Fun With Google News Alerts
I've set up a few google news alerts to let me know every time certain subjects pop up. For instance, I want to know every time "Buddhist Peace Fellowship" surfaces in the news. I also am quite curious to hear about polyamory in the news. It gets interesting as Google includes many sites as "news" sources that I normally wouldn't stumble across: Some of them blogs, some of them conservative Christian "news" sources like WorldNetDaily. Their motto is "A Free Press For a Free People". The headline across the top today, really an ad for a book: "'Miracles' driving massive growth of Christianity."
Those folks at WorldNetDaily are really concerned about polyamory, of course, and any other wild deviance that defies their God. In December this columnist thought he'd be funny about a conference held by the American Academy of Religion. Tried to say he was bored thinking about all that deviant sexuality (when he was the one that cooked up all those titles to amuse and horrify the prudish readers).
And then there's the National Review Online, where contributing editor Stanley Kurtz continued to attempt the polyamory scare tactic over gay marriage rights. The old, next thing you know, more than two people can marry....can't have that...
I started doing this when the news alert was still the beta version. Back then, limiting quotes didn't work, so for "Buddhist Peace Fellowship" I sometimes got obscure Christian missionary treatises with strategies to convert Buddhists.
Now that limiting quotes do work, I've also plugged in "open relationship". There's an amazing number of articles that come up about parents keeping an "open relationship" with their kids, or businesses keeping an "open relationship" with their customers through blogs. But thanks to that little search, I got the scoop on Will Smith's coming out. (Didn't Hollywood invent open relationships?) But then, there was the contradicting story, where he appears to deny he came out as poly. OK, I know, old news now and probably a ploy to draw attention to his movie Hitch.
It's usually nice to see polyamory come up in Q&A columns. They're usually pretty straightforward and accepting. At Proudparenting.com, "Dear Ari" gives worthy advice on "building unconventional families."
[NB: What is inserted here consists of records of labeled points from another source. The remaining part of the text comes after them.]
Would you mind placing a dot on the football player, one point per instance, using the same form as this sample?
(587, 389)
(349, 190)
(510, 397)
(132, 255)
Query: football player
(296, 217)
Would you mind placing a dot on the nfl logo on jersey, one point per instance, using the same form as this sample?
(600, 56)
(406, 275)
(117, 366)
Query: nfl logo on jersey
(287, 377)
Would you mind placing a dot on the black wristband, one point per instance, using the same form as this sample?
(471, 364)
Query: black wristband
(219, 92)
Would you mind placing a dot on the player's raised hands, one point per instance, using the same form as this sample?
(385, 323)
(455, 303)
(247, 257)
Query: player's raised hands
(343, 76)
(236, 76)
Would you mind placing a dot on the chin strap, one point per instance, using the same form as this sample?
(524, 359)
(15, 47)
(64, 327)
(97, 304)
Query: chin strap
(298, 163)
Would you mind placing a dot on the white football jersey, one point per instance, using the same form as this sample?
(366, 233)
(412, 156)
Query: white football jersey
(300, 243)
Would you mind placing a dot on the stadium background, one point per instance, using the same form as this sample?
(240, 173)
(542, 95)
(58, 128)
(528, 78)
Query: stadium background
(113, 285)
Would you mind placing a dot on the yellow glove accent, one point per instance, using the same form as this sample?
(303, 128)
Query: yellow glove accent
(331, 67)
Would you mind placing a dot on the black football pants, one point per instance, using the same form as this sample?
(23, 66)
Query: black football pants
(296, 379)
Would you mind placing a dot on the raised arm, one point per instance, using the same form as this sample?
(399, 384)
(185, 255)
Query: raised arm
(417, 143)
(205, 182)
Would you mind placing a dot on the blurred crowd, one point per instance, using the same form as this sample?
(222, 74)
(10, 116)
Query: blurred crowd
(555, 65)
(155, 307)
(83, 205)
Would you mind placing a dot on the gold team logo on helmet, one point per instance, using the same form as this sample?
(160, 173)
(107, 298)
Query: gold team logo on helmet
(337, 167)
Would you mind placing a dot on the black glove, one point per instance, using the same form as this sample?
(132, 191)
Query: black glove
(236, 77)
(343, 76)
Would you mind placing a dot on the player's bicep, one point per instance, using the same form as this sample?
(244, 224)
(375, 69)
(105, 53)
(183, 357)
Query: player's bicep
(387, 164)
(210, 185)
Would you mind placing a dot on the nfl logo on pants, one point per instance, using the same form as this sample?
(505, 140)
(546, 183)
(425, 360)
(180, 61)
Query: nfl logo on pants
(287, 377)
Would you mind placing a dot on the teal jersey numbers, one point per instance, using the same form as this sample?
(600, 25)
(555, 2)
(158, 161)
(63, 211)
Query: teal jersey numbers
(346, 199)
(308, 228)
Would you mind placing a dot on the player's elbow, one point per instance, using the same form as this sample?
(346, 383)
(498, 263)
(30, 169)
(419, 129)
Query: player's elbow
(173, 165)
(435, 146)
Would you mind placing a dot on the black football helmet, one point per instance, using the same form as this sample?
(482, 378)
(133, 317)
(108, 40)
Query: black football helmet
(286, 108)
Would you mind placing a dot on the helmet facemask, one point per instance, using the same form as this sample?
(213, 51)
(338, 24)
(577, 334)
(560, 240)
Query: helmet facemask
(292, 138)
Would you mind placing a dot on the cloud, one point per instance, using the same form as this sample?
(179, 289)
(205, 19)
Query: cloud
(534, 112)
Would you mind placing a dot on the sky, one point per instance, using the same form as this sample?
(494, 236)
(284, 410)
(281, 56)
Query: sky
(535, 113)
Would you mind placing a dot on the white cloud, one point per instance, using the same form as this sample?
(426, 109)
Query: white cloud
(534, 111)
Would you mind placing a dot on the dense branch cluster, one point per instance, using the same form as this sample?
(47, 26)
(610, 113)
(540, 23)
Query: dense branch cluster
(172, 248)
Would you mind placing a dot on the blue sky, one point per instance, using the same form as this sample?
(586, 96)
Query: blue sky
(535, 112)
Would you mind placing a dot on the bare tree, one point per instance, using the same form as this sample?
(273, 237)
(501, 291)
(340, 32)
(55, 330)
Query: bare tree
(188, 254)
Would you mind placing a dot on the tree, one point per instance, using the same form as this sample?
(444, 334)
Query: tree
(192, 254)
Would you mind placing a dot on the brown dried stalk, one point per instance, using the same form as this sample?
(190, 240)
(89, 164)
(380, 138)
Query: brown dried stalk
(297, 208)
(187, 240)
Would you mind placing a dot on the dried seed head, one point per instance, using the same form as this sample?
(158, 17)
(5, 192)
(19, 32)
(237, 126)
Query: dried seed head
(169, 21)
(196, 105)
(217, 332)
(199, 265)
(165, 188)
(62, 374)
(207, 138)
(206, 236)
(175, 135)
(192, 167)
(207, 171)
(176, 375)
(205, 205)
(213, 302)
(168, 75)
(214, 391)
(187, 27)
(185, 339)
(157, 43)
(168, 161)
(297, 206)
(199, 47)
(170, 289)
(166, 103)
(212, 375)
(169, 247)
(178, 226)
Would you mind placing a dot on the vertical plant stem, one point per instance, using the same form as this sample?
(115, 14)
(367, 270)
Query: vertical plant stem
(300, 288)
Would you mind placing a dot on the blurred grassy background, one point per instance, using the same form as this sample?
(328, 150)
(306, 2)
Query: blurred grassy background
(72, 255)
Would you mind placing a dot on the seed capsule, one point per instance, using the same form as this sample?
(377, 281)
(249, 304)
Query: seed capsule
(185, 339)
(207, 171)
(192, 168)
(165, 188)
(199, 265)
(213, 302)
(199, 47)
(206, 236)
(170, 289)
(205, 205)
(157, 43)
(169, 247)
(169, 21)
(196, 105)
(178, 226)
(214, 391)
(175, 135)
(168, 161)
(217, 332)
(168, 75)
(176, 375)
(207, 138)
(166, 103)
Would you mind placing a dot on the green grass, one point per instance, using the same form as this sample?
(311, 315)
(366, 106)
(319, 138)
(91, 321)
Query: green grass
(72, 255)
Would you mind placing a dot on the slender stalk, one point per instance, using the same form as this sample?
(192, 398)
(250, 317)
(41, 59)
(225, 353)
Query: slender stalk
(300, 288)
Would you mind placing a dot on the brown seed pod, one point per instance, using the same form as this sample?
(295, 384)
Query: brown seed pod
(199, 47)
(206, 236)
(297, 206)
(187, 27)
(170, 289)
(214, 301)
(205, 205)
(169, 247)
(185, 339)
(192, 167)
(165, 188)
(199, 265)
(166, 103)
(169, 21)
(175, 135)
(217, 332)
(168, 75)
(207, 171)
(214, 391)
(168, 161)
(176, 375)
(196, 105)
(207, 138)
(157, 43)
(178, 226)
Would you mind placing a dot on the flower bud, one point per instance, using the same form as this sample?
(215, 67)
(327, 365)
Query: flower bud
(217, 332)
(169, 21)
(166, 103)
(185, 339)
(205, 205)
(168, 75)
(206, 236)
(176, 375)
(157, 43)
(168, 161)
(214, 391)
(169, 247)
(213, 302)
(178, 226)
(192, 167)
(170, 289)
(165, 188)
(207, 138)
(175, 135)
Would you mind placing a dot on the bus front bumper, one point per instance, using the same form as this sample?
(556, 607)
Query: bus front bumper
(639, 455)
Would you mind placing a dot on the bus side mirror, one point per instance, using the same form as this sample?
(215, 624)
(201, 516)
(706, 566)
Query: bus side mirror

Google includes a news source I won't find on my library's list of news sites: college and university student papers. Like the advice columns, these are usually accepting as well as exploratory.
Usually I get some paper's religion calendar for "Buddhist Peace Fellowship". Today I got a fairly local religion calendar for the polyamory alert. I finally find near the bottom that the Unitarians will have a sermon titled "From Abstinence to Polyamory". Those wacky Unitarians, if you don't fit in anywhere, you just might fit in there. They are at least poly-friendly. Funny thing about the Corvallis religion calendar, what I found most useful were the Buddhist calendar listings...more contacts for my address book, and another strategy for finding new Buddhist contacts.